Further investigation has demonstrated that the GTN is not redistributable, but GTE can be redistributed through Hawking effect. With the growth of the Hawking temperature, the physically accessible GTN decreases, but no physically inaccessible GTN is generated. The GTE however behaves differently: With the loss of the physically accessible GTE, the physically inaccessible GTE is generated continually through Hawking effect. Further, the physically accessible GTE and the physically inaccessible GTE fulfil some monogamy relations. All these phenomena suggest that the GTE is redistributable. We can regard the redistribution of entanglement as a kind of phenomenon of information tunnelling, i.e. the flow of quantum entanglement can pass through the event horizon of black hole, but the flow of quantum nonlocality can not. This result has been demonstrated also by the pairwise bipartite nonlocality and entanglement in the underlying system considered in this paper.

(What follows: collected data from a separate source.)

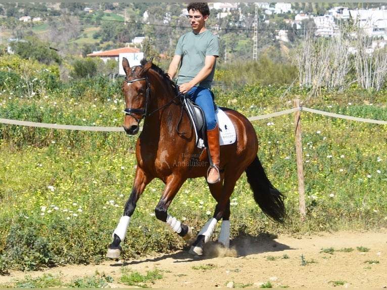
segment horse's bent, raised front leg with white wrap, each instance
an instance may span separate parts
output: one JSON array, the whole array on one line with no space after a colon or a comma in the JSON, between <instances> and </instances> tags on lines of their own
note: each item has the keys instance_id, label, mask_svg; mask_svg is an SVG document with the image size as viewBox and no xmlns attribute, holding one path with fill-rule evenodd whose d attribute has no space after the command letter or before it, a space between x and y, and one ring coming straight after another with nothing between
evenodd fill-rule
<instances>
[{"instance_id":1,"label":"horse's bent, raised front leg with white wrap","mask_svg":"<svg viewBox=\"0 0 387 290\"><path fill-rule=\"evenodd\" d=\"M161 196L159 203L155 208L156 218L163 221L169 226L174 232L184 239L189 239L192 235L192 229L186 224L181 223L178 219L168 214L168 207L171 204L173 198L176 196L177 191L180 189L183 181L171 178L166 183L163 195Z\"/></svg>"}]
</instances>

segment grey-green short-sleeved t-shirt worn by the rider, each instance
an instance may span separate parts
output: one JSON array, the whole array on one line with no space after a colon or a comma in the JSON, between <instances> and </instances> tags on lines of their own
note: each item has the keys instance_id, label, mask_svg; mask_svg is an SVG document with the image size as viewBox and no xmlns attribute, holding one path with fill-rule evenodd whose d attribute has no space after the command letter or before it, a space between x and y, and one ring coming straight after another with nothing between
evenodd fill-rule
<instances>
[{"instance_id":1,"label":"grey-green short-sleeved t-shirt worn by the rider","mask_svg":"<svg viewBox=\"0 0 387 290\"><path fill-rule=\"evenodd\" d=\"M183 34L176 45L175 55L181 56L181 64L177 77L177 84L193 79L204 67L206 56L219 56L219 40L211 31L206 30L195 34L193 31ZM215 66L209 76L196 84L200 87L211 88Z\"/></svg>"}]
</instances>

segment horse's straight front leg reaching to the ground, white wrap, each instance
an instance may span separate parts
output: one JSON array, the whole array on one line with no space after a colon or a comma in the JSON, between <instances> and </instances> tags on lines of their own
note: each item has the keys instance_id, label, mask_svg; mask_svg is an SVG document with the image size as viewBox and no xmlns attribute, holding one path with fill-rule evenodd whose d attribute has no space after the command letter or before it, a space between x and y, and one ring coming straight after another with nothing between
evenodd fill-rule
<instances>
[{"instance_id":1,"label":"horse's straight front leg reaching to the ground, white wrap","mask_svg":"<svg viewBox=\"0 0 387 290\"><path fill-rule=\"evenodd\" d=\"M113 232L113 242L109 245L107 258L117 259L121 255L122 248L121 242L125 240L126 230L129 226L130 217L132 216L137 201L140 198L145 186L149 183L145 174L137 167L136 176L134 178L133 188L130 192L129 199L127 200L124 208L124 214L121 216L116 229Z\"/></svg>"}]
</instances>

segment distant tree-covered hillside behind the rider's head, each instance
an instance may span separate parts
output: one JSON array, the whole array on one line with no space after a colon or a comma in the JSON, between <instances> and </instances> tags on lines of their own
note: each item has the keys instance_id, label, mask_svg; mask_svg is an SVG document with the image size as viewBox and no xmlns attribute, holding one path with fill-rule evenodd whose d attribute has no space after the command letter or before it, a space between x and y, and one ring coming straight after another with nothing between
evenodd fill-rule
<instances>
[{"instance_id":1,"label":"distant tree-covered hillside behind the rider's head","mask_svg":"<svg viewBox=\"0 0 387 290\"><path fill-rule=\"evenodd\" d=\"M269 8L274 9L274 5L272 3ZM305 31L304 24L296 31L287 24L295 19L296 13L320 15L335 6L338 4L306 6L305 3L293 3L292 12L272 15L265 12L266 7L260 7L257 17L258 49L278 51L276 44L280 41L280 38L277 39L280 29L289 29L287 37L291 42L296 41ZM347 6L358 8L359 4ZM380 6L367 4L367 8ZM10 38L37 35L62 55L85 55L92 51L115 49L132 42L136 36L146 36L142 49L170 55L177 37L189 29L189 23L182 13L184 4L164 3L162 7L160 9L158 3L3 3L0 4L2 44L5 45ZM228 13L223 11L223 8L211 9L208 22L208 27L219 34L223 47L221 59L251 59L255 6L240 3Z\"/></svg>"}]
</instances>

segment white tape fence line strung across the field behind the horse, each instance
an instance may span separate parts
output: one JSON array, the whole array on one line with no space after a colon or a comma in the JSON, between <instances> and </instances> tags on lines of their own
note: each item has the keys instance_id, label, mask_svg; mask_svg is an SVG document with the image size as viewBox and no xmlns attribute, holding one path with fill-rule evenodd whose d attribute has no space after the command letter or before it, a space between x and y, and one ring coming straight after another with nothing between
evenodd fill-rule
<instances>
[{"instance_id":1,"label":"white tape fence line strung across the field behind the horse","mask_svg":"<svg viewBox=\"0 0 387 290\"><path fill-rule=\"evenodd\" d=\"M310 109L306 107L298 107L289 110L284 110L276 113L265 114L260 116L249 117L249 121L263 120L273 117L278 117L286 114L291 114L296 111L305 111L314 114L324 115L328 117L347 119L351 121L358 122L366 122L366 123L374 123L380 125L387 125L387 121L373 120L373 119L365 119L359 117L352 117L347 115L340 115L335 113L329 113L324 111L319 111L315 109ZM122 127L99 127L99 126L77 126L77 125L62 125L62 124L50 124L50 123L38 123L38 122L29 122L29 121L19 121L19 120L11 120L11 119L3 119L0 118L0 123L10 124L10 125L18 125L18 126L29 126L29 127L39 127L39 128L49 128L49 129L60 129L60 130L79 130L79 131L102 131L102 132L121 132L124 131Z\"/></svg>"}]
</instances>

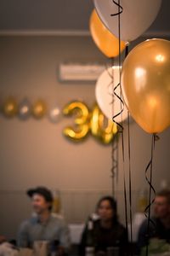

Note that the authors in reference [34] studied the tripartite entanglement in environment of Schwarzschild black hole used the measure of \(\pi \)-tangle. They found that the physically accessible \(\pi \)-tangle decreases with Hawking temperature and approaches to a nonzero asymptotic value for the infinite Hawking temperature. Similar Coffman–Kundu–Wootters monogamy inequalities to Eq. (33) for \(\pi \)-tangle was found. These results agree with ours.

Quantum entanglement and nonlocality are the important manifestations of quantum correlation. They have potential applications in various fields of science. We expect our research can present helps for these applications and enriches the theory of the relativistic quantum information science.